Argomenti trattati
The Anambas Islands sit well offshore in the center of the South China Sea, roughly 200 nautical miles east of Batam. This little-known chain is an archipelago of around 250 islands, of which only about 25 are inhabited. The result is a landscape of sudden green peaks rising from pellucid water and scattered beaches that change color with the light. Local fishing traditions persist in many settlements, where houses on stilts and timeworn boatbuilding techniques give the islands a quietly preserved identity.

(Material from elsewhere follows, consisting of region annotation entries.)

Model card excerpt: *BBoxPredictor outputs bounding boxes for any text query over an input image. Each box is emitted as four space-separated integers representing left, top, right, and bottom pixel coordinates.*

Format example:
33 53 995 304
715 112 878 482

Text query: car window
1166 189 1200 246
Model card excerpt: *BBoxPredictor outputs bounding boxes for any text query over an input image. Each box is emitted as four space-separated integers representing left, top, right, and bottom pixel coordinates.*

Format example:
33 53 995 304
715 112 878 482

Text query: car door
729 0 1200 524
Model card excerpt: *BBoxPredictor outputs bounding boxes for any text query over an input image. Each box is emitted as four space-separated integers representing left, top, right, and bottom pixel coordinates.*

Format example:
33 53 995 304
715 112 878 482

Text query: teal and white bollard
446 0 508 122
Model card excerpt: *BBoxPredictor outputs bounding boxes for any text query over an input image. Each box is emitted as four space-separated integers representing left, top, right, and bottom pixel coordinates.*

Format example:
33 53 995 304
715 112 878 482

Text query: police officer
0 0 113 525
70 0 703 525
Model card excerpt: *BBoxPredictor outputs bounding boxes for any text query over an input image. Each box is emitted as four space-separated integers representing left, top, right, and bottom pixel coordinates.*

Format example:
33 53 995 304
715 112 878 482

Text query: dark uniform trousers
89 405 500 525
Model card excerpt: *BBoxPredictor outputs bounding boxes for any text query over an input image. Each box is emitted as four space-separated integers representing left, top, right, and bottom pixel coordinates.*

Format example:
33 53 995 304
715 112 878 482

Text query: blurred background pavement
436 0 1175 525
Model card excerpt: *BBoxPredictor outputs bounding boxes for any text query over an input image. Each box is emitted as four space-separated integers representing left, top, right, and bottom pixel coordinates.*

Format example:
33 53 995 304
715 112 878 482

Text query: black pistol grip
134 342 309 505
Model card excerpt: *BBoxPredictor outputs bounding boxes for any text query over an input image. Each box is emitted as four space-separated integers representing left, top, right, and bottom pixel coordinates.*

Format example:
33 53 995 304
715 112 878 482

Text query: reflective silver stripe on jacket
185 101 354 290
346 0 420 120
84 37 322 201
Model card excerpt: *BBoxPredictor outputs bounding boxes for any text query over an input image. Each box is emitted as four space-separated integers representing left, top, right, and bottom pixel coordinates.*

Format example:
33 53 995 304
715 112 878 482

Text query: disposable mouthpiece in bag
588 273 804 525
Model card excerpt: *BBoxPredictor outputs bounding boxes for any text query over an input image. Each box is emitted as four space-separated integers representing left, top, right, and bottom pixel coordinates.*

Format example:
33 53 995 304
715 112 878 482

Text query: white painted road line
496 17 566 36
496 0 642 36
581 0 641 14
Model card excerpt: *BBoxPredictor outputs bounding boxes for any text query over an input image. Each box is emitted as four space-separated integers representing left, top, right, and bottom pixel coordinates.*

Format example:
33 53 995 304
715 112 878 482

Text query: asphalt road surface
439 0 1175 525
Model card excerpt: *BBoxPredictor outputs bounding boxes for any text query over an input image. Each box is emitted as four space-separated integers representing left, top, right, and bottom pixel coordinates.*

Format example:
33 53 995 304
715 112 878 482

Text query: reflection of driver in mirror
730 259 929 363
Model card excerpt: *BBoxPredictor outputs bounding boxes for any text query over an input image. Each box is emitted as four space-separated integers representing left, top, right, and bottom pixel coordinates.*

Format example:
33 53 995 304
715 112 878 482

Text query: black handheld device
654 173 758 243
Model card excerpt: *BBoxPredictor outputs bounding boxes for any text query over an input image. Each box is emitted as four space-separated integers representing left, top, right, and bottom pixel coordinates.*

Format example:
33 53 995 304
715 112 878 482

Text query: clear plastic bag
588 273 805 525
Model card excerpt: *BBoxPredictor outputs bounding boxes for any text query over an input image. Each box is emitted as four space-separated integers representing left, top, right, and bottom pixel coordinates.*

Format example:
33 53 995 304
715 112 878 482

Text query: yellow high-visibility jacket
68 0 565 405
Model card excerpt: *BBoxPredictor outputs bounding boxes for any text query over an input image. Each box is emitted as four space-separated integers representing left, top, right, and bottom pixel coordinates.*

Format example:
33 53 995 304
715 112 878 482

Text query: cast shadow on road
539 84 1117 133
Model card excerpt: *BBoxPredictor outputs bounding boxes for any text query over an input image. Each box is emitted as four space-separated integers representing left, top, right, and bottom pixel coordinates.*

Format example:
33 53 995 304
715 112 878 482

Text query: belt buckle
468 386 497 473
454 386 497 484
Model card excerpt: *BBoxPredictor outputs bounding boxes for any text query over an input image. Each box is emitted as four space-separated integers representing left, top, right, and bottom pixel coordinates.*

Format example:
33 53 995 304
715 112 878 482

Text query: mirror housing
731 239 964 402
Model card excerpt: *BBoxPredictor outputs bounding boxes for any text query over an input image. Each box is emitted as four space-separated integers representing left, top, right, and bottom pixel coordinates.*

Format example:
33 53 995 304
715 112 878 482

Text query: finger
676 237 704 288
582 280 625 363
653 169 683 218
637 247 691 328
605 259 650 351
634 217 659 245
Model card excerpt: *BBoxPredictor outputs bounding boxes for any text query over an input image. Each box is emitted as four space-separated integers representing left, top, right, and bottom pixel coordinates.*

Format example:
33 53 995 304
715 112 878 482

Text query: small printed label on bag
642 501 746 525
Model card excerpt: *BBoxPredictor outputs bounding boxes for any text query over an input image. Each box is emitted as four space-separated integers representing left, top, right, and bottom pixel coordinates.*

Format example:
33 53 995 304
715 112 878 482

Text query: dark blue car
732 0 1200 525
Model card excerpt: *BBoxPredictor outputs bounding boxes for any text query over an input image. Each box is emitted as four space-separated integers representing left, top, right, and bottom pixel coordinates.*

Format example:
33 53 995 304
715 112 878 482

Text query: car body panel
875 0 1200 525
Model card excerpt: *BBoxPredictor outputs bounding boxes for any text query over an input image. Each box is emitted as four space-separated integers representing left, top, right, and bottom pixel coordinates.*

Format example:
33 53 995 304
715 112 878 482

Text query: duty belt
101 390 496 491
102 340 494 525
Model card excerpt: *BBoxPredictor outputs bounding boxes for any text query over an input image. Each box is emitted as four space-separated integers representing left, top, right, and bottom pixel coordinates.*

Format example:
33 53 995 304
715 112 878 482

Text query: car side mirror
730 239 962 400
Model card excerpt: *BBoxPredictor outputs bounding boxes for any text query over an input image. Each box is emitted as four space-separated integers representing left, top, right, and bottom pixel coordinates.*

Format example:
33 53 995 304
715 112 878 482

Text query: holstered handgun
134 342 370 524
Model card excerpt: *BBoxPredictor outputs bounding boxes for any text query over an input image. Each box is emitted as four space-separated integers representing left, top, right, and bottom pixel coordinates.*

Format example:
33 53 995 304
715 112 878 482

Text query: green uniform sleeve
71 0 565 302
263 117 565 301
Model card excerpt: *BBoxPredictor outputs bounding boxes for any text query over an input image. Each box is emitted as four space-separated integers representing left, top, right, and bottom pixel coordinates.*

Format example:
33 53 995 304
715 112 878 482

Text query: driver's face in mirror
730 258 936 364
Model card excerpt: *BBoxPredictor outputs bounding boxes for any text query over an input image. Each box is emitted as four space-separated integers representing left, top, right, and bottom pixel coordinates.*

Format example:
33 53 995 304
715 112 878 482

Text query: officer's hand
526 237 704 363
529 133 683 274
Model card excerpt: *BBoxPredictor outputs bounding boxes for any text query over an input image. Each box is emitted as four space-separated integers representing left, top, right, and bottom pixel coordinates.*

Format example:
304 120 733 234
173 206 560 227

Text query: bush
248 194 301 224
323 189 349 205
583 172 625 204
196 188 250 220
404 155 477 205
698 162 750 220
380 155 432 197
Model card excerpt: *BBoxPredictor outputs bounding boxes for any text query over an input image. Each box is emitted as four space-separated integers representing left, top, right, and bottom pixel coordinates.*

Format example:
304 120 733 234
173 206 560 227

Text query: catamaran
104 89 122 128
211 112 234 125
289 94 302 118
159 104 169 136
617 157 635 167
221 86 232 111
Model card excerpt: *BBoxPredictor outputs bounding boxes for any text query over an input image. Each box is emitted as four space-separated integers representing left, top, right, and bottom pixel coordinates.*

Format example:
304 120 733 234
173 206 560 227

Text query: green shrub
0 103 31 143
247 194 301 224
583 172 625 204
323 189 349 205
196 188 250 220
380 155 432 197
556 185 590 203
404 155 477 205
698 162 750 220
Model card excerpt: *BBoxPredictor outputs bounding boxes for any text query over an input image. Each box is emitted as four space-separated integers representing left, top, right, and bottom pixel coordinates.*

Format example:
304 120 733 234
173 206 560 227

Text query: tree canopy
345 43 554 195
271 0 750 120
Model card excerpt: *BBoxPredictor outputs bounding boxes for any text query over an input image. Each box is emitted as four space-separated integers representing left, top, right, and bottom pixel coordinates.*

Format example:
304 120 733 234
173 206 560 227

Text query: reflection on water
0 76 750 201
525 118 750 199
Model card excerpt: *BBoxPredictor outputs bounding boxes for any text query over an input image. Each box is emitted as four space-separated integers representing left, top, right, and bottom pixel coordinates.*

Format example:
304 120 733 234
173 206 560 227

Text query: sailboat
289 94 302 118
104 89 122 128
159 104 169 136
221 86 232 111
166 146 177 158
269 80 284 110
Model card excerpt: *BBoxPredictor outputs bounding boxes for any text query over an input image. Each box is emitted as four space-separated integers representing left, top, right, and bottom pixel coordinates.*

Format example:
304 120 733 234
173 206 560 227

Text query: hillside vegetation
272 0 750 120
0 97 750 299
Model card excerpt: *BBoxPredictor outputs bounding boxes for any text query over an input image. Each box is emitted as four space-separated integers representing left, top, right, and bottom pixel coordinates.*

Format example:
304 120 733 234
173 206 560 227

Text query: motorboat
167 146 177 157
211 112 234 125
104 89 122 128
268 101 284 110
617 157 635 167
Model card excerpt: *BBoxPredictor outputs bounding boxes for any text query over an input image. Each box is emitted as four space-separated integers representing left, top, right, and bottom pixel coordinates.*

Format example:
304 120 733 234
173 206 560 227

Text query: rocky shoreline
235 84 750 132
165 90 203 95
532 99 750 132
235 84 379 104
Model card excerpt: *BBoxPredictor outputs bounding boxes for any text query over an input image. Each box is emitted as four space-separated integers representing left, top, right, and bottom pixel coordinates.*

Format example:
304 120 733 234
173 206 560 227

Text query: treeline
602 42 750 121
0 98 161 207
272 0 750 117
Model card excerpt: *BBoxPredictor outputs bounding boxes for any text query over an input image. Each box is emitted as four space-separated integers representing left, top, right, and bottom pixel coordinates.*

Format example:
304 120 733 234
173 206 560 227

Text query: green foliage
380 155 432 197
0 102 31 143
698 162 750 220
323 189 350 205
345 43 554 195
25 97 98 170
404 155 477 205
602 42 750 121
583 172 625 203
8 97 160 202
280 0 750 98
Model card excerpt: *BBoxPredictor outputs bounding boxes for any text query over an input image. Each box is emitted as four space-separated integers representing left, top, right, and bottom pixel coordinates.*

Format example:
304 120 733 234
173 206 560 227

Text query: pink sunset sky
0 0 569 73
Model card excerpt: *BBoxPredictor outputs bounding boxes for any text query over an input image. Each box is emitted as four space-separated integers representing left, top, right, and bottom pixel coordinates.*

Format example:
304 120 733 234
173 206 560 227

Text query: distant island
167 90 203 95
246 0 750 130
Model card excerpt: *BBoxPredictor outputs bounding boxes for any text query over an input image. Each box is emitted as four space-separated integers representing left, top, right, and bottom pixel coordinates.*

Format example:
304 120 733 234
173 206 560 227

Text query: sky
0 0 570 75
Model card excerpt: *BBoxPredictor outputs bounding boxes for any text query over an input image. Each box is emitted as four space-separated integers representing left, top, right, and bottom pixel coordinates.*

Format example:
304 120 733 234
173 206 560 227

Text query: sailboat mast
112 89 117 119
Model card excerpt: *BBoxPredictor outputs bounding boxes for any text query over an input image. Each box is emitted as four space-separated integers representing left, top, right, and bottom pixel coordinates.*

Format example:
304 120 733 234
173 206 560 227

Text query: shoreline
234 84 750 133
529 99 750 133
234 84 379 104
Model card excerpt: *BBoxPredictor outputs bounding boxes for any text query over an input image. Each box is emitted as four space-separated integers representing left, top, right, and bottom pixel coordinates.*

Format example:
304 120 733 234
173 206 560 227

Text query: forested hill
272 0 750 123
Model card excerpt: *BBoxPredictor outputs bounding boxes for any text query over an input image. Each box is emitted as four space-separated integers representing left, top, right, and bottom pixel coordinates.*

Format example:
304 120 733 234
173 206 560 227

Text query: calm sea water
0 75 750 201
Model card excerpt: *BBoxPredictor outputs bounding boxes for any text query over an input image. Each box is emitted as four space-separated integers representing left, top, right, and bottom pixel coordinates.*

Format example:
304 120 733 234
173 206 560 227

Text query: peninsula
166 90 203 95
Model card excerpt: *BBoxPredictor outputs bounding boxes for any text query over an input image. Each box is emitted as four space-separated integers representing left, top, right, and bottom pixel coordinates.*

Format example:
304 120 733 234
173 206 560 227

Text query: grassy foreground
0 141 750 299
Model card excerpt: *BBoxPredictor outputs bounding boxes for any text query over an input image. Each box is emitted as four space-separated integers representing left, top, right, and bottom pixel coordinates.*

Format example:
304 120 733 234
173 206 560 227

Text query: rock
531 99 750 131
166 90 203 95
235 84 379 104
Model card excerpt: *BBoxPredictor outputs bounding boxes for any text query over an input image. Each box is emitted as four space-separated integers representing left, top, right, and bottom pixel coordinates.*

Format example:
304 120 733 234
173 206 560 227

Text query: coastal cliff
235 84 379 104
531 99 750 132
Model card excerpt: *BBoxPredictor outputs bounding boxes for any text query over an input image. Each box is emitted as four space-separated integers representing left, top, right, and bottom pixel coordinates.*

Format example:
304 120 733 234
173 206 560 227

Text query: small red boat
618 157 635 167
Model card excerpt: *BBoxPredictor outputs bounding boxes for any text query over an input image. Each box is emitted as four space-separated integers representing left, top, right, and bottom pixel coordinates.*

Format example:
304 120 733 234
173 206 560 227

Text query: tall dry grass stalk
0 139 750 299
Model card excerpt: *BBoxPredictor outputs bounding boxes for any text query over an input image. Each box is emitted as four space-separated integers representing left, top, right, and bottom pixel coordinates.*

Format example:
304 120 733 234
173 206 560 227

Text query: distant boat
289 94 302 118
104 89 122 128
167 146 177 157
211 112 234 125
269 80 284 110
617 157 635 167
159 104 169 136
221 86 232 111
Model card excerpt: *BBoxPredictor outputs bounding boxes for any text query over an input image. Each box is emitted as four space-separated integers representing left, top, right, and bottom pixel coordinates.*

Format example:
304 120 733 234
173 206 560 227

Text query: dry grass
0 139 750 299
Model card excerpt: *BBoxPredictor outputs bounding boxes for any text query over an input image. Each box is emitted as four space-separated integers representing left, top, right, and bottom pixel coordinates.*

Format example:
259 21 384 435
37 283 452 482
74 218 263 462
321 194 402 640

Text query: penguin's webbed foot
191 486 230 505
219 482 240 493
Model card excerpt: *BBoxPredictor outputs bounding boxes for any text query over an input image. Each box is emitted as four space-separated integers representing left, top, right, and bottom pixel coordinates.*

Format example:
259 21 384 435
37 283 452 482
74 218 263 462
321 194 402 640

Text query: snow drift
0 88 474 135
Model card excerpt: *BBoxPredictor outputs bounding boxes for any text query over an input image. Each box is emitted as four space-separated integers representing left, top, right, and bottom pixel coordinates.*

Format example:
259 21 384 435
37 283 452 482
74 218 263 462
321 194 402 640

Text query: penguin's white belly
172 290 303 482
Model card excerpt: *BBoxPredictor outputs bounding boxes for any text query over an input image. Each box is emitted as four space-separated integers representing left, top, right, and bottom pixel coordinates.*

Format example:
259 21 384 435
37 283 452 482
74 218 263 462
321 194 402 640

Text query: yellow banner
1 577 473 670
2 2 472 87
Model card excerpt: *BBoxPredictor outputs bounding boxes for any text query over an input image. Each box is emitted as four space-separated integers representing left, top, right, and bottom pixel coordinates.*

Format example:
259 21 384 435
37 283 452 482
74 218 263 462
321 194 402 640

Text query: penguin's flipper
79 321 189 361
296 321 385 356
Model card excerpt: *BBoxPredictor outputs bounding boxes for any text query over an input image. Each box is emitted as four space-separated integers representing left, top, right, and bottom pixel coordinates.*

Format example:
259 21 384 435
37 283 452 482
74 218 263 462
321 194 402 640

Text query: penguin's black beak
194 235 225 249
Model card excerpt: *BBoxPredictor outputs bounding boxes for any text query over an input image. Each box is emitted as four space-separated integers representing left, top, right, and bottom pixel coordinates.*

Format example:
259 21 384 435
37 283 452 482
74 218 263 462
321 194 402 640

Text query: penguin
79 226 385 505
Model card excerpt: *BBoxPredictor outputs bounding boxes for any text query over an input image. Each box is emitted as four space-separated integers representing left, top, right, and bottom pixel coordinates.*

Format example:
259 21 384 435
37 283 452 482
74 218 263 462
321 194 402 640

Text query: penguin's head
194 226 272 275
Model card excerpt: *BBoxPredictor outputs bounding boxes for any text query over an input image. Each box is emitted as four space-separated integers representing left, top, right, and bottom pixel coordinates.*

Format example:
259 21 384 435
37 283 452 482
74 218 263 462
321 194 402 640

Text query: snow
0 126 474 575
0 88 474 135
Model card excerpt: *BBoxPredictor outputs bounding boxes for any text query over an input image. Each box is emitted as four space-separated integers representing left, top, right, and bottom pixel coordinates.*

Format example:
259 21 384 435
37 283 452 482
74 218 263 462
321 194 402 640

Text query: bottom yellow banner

Travelers often liken the scenery to a blend of two famous Asian images: the soft, endless sandbanks of the Maldives and the sculpted limestone silhouettes of Ha Long Bay in Vietnam. Yet the Anambas retain a different pace: slow boat traffic, islands protected by reef rims and very few hotels. The archipelago’s remoteness is part of its appeal and also a reminder that access is chiefly by sea, which shapes every itinerary here.
Islands to know
Pulau Bawah: the secret lagoon
Pulau Bawah is often described as the archipelago’s crown jewel. A ring of small islets forms a sheltered basin, creating a lagoon whose tones shift from bright turquoise to deep emerald depending on the sun. The beaches are powdery white and the interior climbs into granite hills threaded with jungle trails. Beneath the surface, two shipwrecks—the Seven Skies and the Igara—have become living coral gardens. These wrecks host gorgonians, butterflyfish and large groupers, making the site a magnet for scuba divers across the region who come to explore the encrusted metal structures and abundant marine life.
Pulau Penjalin: emerald dome and coastal forests
The silhouette of Pulau Penjalin is unmistakable: a domed, forested mass rising from the sea, fringed by crescent beaches and leaning coconut palms. Shallow reefs near the shore reveal corals and starfish within a few meters of the sand, so snorkeling off the headlands is rewarding and requires no elaborate gear. Sea eagles with white bellies nest on the higher cliffs, and their slow circling flights provide a dramatic foreground to sunsets that color the entire cluster orange. With very limited tourist facilities, Penjalin maintains a wild, almost private character.
Pulau Keramut: turtles and quiet sand tongues
Pulau Keramut is locally known as the “turtle island.” Several of its quieter beaches act as seasonal nesting grounds where green and hawksbill turtles come ashore to lay eggs. Thin ribbons of pale sand extend into the shallow water, creating natural spits and small promontories where currents bring plankton and tiny fish—essential food for the surrounding ecosystem. Conservation groups often work here with residents; during hatching season, volunteers and villagers patrol the nests to help the hatchlings reach the sea safely.
People, culture and landscapes
Pulau Siantan and Tarempa: the human heart
Pulau Siantan hosts the administrative center of the islands: the town of Tarempa. Its harbor opens to a deep bay ringed by green hills, and the town’s streets reveal a blend of cultures. Mosques with green domes sit beside ornate Chinese temples; eateries serve Malay-influenced specialties such as nasi dagang—fragrant steamed rice with fish curry—and otak-otak, grilled spiced fish parcels wrapped in banana leaf. Many homes are connected by wooden walkways over the water, a living example of how tidal rhythms shape daily life, while inland paths lead to the seven-tiered Temburun waterfall, where cascades tumble through dark rock toward the coast.
Pulau Jemaja: long sands and rural rhythms
Pulau Jemaja is largely flat and notable for long stretches of sand, the most famous being Padang Melang, a golden crescent that runs for several kilometers. Villages focus on agriculture and coastal fishing, and traditional boats called pompong still ply the internal channels transporting people and goods. Houses and community buildings use steeply pitched roofs to shed the seasonal rains brought by the monsoon, and the island’s cooperative village life keeps many customary practices alive.
Getting there and practical tips
Reaching the Anambas requires some logistics and a willingness to travel by sea. Passenger ships link the islands with Tanjung Pinang and Batam, but crossings can be long—often between 18 and 20 hours—so many visitors prefer the quicker option: regional flights that land at Letung on Jemaja. From Letung, fast boats connect the main population centers such as Tarempa. Once in the archipelago, boats remain the primary way to move between islands, from local ferries to chartered speedboats. Respect for local communities and ongoing conservation efforts is essential: these islands are still relatively pristine, and sustainable travel helps protect turtle nesting beaches, coral reefs and the traditional ways of life that make the Anambas special.